Councilman Joey Manahan, who introduced the bill, said homeless encampments “inundated” Iwilei and Kalihi areas following the passage of the 2015 sit-lie bill, which pushed homeless away from the banks of Kapalama Canal. Manahan sponsored the 2015 bill, and the city erected a fence to block canal access.

Along Iwilei Road, Kuli and Sumner streets in Iwilei there are 120 homeless individuals and two families of six, Kimo Carvahlo of the Institute for Human Services said in testimony at the hearing. IHS operates a homeless shelter in Iwilei.

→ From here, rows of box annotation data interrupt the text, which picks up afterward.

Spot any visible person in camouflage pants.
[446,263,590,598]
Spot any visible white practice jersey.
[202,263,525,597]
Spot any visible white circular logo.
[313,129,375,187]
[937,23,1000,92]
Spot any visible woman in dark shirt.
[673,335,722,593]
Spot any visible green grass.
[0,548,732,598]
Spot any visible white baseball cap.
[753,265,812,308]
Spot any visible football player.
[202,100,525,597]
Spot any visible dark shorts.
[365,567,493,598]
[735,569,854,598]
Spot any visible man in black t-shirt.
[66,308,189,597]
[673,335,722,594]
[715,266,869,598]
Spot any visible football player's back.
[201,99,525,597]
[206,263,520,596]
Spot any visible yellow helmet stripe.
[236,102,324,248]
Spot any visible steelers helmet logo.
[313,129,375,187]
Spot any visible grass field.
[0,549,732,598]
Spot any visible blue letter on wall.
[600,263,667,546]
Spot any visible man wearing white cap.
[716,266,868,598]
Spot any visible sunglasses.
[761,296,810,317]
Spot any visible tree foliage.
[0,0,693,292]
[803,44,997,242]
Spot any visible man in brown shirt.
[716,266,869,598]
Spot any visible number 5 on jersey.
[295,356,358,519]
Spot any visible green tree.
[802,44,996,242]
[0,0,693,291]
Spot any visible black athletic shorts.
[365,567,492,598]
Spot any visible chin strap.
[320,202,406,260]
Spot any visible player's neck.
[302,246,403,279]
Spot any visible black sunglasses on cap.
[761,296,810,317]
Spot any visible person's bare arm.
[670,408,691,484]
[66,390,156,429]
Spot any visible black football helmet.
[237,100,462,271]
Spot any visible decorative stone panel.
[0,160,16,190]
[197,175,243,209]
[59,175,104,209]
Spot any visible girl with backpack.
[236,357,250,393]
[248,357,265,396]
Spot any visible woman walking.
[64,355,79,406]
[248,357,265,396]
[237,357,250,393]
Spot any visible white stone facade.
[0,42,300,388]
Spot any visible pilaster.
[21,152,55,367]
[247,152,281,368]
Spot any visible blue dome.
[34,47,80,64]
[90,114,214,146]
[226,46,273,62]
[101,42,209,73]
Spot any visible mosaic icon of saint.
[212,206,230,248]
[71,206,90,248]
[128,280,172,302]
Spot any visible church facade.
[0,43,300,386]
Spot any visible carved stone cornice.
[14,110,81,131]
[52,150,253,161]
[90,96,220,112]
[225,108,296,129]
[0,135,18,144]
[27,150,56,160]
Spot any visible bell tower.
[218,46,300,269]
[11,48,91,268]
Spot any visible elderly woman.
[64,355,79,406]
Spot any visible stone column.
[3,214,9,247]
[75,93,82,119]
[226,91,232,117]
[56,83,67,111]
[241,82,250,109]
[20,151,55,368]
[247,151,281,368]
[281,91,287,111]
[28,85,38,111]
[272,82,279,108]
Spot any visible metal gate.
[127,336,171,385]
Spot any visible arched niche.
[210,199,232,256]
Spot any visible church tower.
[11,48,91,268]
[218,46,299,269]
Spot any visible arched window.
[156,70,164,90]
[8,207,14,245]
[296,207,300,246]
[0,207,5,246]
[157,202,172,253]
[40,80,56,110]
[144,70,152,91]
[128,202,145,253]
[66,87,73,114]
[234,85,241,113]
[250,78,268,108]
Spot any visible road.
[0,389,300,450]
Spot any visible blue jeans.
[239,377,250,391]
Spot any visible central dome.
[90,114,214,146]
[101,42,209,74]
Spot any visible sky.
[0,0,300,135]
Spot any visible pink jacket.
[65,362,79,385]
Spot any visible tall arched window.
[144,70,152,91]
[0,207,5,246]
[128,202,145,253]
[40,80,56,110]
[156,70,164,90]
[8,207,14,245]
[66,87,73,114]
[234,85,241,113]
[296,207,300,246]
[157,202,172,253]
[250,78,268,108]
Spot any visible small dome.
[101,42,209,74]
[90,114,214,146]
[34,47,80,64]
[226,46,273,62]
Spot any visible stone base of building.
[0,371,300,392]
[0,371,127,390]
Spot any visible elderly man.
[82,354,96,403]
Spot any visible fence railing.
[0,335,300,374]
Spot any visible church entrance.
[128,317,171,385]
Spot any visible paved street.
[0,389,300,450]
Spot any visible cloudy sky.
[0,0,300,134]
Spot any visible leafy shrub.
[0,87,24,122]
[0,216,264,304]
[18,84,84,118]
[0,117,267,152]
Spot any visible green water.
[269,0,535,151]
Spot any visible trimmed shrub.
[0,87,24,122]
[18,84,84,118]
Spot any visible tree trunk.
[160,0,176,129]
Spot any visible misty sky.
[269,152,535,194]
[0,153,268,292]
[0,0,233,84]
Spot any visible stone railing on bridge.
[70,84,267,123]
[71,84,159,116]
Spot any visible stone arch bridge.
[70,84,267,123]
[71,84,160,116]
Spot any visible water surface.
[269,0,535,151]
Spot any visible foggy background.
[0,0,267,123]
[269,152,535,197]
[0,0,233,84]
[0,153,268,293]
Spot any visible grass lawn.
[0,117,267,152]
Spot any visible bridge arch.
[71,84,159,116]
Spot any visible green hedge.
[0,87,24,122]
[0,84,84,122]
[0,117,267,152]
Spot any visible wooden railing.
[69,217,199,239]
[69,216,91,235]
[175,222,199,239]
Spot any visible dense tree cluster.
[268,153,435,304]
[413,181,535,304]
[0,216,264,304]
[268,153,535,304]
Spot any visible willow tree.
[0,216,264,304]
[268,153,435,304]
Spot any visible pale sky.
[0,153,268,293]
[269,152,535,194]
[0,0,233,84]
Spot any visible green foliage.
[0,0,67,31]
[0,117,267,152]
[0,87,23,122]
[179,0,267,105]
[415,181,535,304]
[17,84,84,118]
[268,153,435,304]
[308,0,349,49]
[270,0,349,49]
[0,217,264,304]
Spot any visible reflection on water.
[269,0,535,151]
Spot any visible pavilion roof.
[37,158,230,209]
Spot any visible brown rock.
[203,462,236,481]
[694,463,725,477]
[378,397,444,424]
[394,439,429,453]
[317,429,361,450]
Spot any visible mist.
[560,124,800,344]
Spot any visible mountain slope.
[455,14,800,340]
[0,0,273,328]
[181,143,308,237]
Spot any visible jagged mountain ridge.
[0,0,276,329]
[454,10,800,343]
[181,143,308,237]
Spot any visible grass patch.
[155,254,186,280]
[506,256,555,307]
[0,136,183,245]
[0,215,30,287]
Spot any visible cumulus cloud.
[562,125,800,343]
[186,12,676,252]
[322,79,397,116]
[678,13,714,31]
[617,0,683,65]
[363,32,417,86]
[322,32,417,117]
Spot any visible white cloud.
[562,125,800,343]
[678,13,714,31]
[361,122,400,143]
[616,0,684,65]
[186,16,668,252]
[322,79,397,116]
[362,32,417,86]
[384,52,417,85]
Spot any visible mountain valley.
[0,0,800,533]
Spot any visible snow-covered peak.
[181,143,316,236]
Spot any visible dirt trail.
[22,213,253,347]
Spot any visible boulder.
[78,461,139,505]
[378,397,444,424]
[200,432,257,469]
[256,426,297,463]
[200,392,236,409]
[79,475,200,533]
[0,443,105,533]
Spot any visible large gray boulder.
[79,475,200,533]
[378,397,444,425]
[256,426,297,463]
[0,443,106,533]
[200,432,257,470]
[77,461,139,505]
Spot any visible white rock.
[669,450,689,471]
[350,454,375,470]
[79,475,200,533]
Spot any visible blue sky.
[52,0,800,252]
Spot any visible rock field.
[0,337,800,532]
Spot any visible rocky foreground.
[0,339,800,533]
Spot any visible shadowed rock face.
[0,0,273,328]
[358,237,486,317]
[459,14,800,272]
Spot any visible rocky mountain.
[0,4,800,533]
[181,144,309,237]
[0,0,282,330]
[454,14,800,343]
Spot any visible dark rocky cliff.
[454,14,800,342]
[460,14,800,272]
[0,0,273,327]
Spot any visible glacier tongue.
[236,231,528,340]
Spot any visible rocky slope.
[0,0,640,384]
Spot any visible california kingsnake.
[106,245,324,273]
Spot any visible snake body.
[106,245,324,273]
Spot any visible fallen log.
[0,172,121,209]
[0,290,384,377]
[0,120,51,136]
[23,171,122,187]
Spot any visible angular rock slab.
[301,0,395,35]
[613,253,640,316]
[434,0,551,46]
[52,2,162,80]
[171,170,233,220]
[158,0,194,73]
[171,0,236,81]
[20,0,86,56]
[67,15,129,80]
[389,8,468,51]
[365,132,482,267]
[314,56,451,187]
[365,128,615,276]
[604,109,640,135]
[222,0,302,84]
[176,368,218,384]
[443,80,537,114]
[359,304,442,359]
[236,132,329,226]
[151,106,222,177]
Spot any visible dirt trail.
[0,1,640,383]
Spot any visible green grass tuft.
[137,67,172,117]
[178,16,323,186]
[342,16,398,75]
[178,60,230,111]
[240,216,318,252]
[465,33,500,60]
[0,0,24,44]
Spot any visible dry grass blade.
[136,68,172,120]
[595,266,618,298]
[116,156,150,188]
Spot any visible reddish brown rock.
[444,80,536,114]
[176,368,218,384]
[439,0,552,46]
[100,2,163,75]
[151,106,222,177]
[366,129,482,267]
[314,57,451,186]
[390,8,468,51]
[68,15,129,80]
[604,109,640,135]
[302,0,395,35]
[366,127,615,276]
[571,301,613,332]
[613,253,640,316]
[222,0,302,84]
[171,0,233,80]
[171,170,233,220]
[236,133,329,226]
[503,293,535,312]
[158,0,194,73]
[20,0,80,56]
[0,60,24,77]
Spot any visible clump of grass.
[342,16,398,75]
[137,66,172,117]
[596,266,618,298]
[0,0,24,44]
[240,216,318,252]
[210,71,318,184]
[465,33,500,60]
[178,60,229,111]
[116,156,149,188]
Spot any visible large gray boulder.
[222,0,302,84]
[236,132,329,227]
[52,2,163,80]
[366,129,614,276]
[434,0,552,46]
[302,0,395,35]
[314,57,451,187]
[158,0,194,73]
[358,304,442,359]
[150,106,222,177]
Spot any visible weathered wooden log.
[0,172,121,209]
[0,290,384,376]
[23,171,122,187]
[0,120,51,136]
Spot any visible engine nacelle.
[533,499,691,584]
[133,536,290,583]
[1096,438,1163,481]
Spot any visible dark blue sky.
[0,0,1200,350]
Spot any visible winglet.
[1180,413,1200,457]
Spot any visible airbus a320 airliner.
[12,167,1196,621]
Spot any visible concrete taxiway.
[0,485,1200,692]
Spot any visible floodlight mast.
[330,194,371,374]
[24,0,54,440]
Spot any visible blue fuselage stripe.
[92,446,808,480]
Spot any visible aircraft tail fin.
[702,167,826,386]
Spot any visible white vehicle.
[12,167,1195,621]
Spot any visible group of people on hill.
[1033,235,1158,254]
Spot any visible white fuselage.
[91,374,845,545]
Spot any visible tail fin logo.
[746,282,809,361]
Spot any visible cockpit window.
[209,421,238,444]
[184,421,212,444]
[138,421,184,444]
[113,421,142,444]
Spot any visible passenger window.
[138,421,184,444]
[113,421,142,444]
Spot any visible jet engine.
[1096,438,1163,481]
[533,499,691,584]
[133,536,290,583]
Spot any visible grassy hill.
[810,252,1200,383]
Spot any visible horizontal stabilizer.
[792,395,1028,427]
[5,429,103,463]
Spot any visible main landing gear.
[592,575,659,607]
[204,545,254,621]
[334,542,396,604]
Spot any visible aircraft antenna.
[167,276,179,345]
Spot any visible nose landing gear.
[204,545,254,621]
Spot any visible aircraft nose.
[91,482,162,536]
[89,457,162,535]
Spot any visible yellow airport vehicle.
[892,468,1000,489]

Low tide along the bmuddy banks of the Kapalama Canal near tents. 4 june 2015. photograph Cory Lum/Civil Beat

Homeless encampments along Kapalama Canal grew in 2014 before the city enforced a sit-lie ban along the canal.

Cory Lum/Civil Beat

Bill 20, introduced by Councilwoman Ann Kobayashi, extends existing bans in the Moiliili and Ala Moana areas. In Moiliili, the ban is enforced along Makahiki Way up until Algaroba Street. The bill would extend the ban to include all of Makahiki Way.  

Near Ala Moana, Kobayashi’s bill would extend enforcement from Piikoi to Victoria Street.    

Manahan chose streets in Kalihi and Iwilei for the ban based on commercial activity.

“Customers are afraid to go to the area because it’s scary,” he said. “There’s drug dealing, there’s prostitution sometimes going on.”

He said the issue persists despite a year of weekly sweeps, a controversial practice in which the city seizes property found along sidewalks.

The city adopted its first sit-lie ban in 2014 to clear Waikiki of homeless, with the hope that the ban would encourage homeless to move to shelters. This method, which Mayor Kirk Caldwell termed “compassionate disruption,” hasn’t always proved successful.

“It is not tenable to push out the homeless from urban areas,” said Mateo Caballero, legal director at the American Civil Liberties Union of Hawaii.

Homeless people have more access to to social services the closer they are to the urban core, he said.

The bans also make it more difficult for homeless to find shelter, Caballero said, because “now they have a criminal record.”

It only circumvents the process and moves people around. People who are less fortune and don’t have shelter.” — Councilman Brandon Elefante

Caldwell vetoed a 2015 sit-lie bill that would have ousted campers from Aala and Kapalama Canal, but the Honolulu City Council overrode the veto.

Caldwell cited concerns over the legality of sit-lie bans. City attorneys have voiced similar concerns. Sit-lie bans have faced legal suits in a number of mainland cities.

Despite criticism, Honolulu’s sit-lie bans have yet to be challenged in court and areas of enforcement continue to expand expanding.

The City and County of Honolulu hasn’t been sued yet, Caballero said, because unlike other cities, Honolulu sit-lie bans aren’t city-wide and there are still shelter beds available.

It only circumvents the process and moves people around,” Elefante said of sit-lie bans. “People who are less fortune and don’t have shelter.”